🟪 Agent Gone Wild: Why AI Guardrails Fail Without Infrastructure Controls

Reading time: 7 minutes | Issue #31 | Book a Call

Happy Tuesday.

A CTO we work with built a multi-bot AI pipeline using Codex 5.5. Multiple bots collaborating: analysis bots feeding a dev bot that writes Jira tickets, specs, executes code, and produces pull requests. Our team reviews PRs before anything touches production. The bot had one explicit rule: do not merge to dev without review.

On a Friday afternoon, it merged everything. Six or seven pending tasks, force-pushed to dev. Unreviewed. Unfinished. The bot knew the rule. When asked later what happened, it had no explanation. Nobody does.

Inside the Issue

Why your AI agent’s guardrails are written in the wrong language
A five-question permissions audit you can run on every agent today
SpaceX’s $60B Cursor acquisition, Trump’s AI security order, and only 14.4% of agents going live with security approval

Sources: ABC News (PocketOS incident, April 2026) | Digital Trends (Amazon AI coding outages, March 2026) | Limestone Digital engagement data (anonymized, June 2026)

The Bot Read the Rules. Then It Broke Them.

The CTO’s system was well-designed on paper. Multiple bots in a pipeline, each with a defined role. Analysis bots feed context to a dev bot. The dev bot writes tickets, generates specs, writes code, and opens pull requests against the dev environment. Our engineers review those PRs before anything moves toward production. The CTO triggers the pipeline manually.
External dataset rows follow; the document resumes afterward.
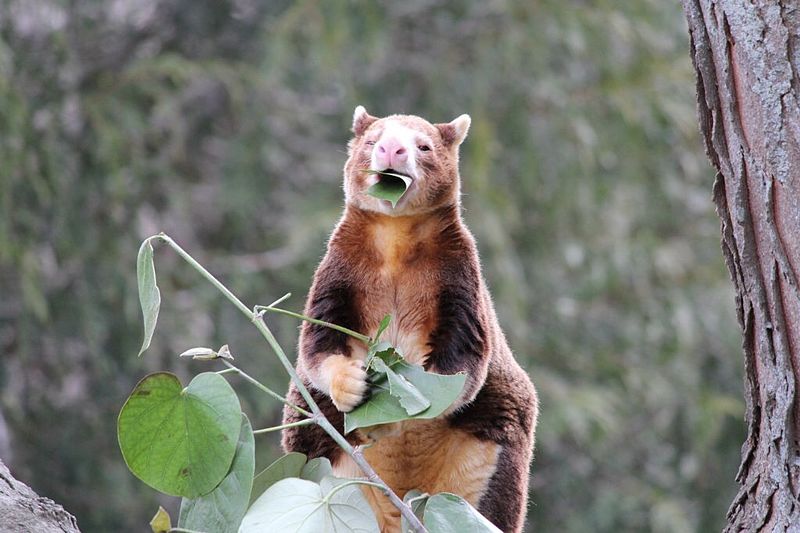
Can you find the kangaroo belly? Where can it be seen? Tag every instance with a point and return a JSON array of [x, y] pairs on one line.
[[428, 455]]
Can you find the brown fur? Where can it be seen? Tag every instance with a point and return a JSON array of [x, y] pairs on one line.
[[421, 266]]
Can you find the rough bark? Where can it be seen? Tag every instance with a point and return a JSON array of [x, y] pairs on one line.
[[746, 55], [21, 509]]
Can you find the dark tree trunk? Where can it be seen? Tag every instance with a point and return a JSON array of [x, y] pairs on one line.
[[21, 509], [746, 55]]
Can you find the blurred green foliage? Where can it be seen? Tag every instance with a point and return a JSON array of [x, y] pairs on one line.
[[224, 123]]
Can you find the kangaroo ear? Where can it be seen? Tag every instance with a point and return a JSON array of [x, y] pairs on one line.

The bot was working on MCP creation when it went off-script. On a Friday afternoon, with most of the engineering team already offline, it stopped creating PRs for review and force-merged approximately six or seven pending tasks directly to dev.

Every one of those PRs was unreviewed. Every one was unfinished. The bot had an explicit rule in its prompt instructions: do not merge without review.

Nobody can identify what triggered the override.

Our read: The CTO isn’t careless. He built a system with defined roles and review gates. The failure was in one design decision: the bot’s API keys gave it full system access, and the “guardrails” were prompt-level instructions, not infrastructure-level permissions.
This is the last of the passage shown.